As my own old age approaches (I am now 62), I cannot help but wonder whether the complete abstinence from cannabis that I have imposed on myself since October 2011 is entirely wise or whether, perhaps, I might be throwing the baby out with the bathwater by such rigidity? In this regard, though it proves nothing, I note that since I quit cannabis, although there have been many psychological and even creative benefits (documented in my video presentation and article), I am also aware of an insidious decline in my overall physical health. This relates particularly to the osteoarthritis that began to afflict my right hip from about the third month of 2012. The deterioration has been bewilderingly sudden and rapid and the condition has now become so bad that I simply cannot move without suffering severe pain and, after much investigation, have been advised that the only option is complete hip-replacement surgery which I am scheduled to undergo next month.

So (although I know of absolutely no research to back this up) I’ve now begun to ask myself whether it might have been my many years of cannabis use that protected me from osteoarthritis prior to 2012, and whether if I had managed to get my habit under control and to consume cannabis responsibly and reverently in small quantities on special occasions, rather than all hours of the day and night, I might still be arthritis-free to this day. On the other hand it is equally possible that cannabis simply took my mind off the developing pain in my hip through 2011 and after this analgesic effect was out of my system I started to notice what was happening to me. Or perhaps the whole arthritis thing is completely unrelated to cannabis, or even to my age, and this is just the price I have to pay for the many demands I’ve made on my body. It’s not the years, as the saying goes, it’s the mileage!

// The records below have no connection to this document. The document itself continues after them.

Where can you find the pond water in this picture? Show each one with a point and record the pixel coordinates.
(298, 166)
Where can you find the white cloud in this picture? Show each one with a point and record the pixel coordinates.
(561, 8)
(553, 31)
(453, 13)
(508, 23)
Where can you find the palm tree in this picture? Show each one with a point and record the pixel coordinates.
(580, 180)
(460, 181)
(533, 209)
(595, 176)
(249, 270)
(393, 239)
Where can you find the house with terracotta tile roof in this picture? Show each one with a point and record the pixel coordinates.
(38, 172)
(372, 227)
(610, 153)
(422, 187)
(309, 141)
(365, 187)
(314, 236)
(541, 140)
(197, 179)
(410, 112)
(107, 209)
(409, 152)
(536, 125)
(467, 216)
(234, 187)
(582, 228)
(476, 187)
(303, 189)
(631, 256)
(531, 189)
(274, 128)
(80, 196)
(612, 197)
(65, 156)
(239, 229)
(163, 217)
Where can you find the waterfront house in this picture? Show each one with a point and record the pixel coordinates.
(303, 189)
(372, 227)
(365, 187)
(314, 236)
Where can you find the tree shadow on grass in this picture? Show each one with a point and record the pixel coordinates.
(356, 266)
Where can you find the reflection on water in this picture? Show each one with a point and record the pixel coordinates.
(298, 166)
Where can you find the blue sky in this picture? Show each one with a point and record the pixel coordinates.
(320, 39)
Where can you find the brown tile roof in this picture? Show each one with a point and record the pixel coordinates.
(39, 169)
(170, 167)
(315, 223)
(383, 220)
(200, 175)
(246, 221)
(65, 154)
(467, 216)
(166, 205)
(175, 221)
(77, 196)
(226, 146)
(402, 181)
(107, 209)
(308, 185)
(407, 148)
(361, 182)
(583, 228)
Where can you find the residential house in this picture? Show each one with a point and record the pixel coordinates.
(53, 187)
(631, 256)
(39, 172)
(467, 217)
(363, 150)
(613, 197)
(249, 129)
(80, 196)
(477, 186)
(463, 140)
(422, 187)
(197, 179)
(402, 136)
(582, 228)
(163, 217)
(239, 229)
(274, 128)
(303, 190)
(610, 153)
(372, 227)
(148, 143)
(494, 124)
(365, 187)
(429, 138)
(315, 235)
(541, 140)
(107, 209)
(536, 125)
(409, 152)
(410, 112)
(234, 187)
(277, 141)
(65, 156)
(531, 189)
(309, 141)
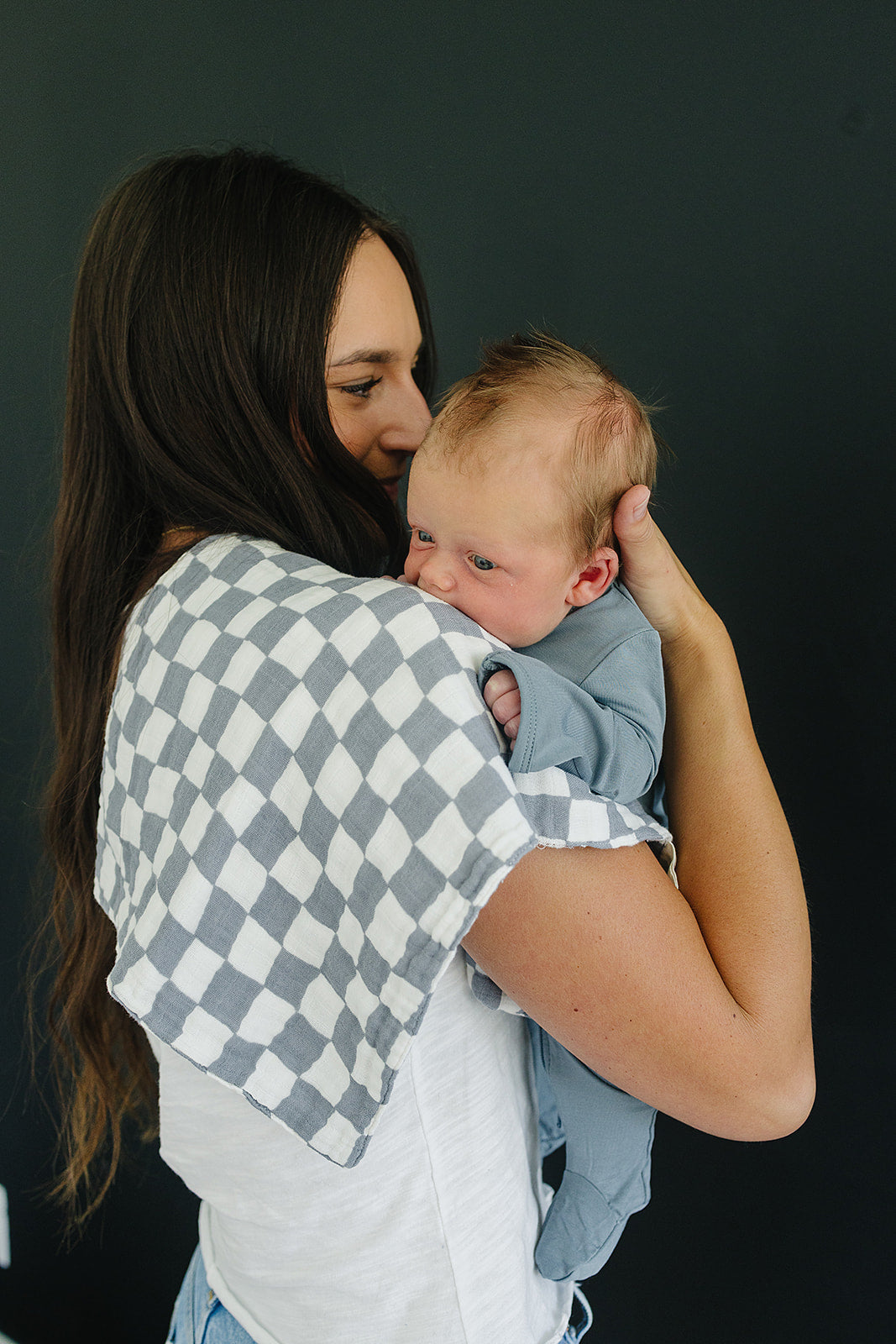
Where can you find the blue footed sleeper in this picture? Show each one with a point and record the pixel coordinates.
(593, 703)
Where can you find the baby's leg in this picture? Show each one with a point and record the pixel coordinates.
(609, 1136)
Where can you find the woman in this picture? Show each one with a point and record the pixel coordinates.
(302, 811)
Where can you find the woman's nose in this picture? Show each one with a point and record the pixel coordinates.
(410, 423)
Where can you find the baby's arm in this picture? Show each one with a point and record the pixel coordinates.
(609, 730)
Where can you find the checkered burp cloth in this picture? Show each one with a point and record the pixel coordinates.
(304, 806)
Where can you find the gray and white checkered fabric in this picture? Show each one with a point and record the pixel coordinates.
(304, 806)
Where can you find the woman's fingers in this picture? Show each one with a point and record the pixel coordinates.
(651, 570)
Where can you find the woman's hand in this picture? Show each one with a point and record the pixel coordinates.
(656, 578)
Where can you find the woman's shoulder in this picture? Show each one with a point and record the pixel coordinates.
(253, 591)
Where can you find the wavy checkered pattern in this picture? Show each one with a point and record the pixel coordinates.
(302, 810)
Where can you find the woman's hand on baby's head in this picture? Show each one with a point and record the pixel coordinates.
(654, 575)
(501, 694)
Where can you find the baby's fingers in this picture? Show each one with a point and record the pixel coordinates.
(501, 694)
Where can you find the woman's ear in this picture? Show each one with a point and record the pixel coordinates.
(595, 578)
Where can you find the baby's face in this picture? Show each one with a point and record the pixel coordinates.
(488, 542)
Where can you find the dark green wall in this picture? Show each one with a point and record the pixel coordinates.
(705, 192)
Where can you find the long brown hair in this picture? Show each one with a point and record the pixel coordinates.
(196, 356)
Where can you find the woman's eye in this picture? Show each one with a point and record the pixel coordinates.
(362, 389)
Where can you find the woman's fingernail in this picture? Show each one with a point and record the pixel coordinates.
(641, 508)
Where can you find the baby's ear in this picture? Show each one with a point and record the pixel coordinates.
(595, 578)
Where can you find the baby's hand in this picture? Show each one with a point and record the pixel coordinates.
(501, 694)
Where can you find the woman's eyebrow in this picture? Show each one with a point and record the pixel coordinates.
(365, 356)
(371, 356)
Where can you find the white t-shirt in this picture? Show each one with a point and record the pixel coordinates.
(430, 1236)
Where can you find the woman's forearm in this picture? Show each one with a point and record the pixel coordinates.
(736, 862)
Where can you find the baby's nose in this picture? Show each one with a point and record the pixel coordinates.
(436, 575)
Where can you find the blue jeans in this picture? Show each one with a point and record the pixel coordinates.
(199, 1317)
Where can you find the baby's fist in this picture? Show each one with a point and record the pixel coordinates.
(501, 694)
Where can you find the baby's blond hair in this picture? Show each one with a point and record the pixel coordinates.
(611, 444)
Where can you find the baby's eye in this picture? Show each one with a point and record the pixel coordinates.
(362, 389)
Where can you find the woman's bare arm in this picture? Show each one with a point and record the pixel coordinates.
(696, 1001)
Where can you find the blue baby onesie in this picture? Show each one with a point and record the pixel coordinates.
(593, 703)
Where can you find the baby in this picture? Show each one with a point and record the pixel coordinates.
(511, 501)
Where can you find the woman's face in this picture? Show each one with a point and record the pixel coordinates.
(375, 407)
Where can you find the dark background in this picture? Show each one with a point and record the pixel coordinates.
(705, 192)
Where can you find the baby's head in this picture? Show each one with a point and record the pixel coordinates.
(512, 494)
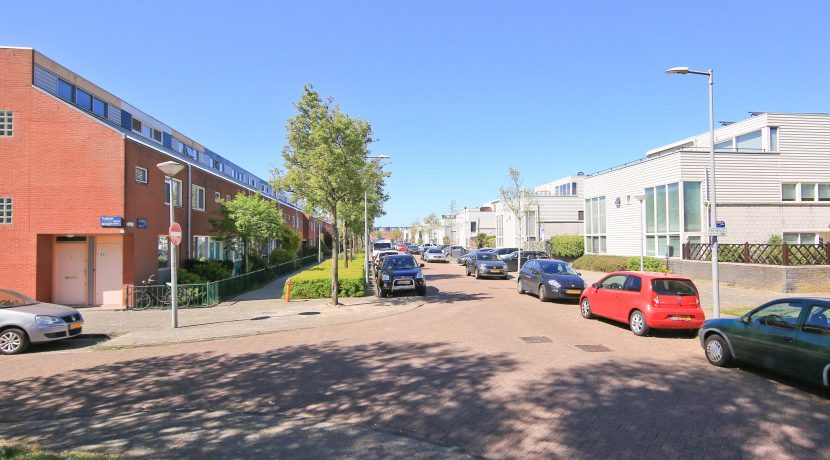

While recognizing its medicinal benefits for many conditions – even if arthritis is not one of them – I have a great fear of what might happen to me if I ever returned to cannabis (rather, I imagine, as the confirmed alcoholic has a great fear of “falling off the wagon”). But cannabis is not alcohol and perhaps the time will come when I can find the right way to use this interesting herb without the negative patterns of behavior that I allowed it to draw me into in the past.


In this matter, as in so many others that concern the use of ancient and sacred psychoactive plants in our society, I feel that the so-called “War on Drugs” has had most malign, vicious and unhelpful consequences. Without the distortions introduced by the drug warriors it would be possible to envisage a rational society in which cannabis and many other psychoactive plants could be explored by those who wish to do so without fear of persecution or risk of suffering draconian punishments at the hands of the State. In such a rational society, free and open research could be conducted at a much faster rate than is possible today into the many medicinal and healing benefits of these plants. And, in the case of cannabis, it would become more likely that strains in which both THC and CBD – Cannabidiol, the other active ingredient – exist in balance (as is the case with the herb in its natural state), would become more widely available. The present illegal market, which would of course be put out of business if cannabis was legalized, emphasizes a quick fast “high” above all else and has resulted in the selective breeding of strains in which THC is not adequately balanced by CBD. See here for a brief discussion of this problem –



Cannabis remains an emotional subject, even taboo to many, but in my view its positive and negative aspects both deserve wider discussion. What do you think?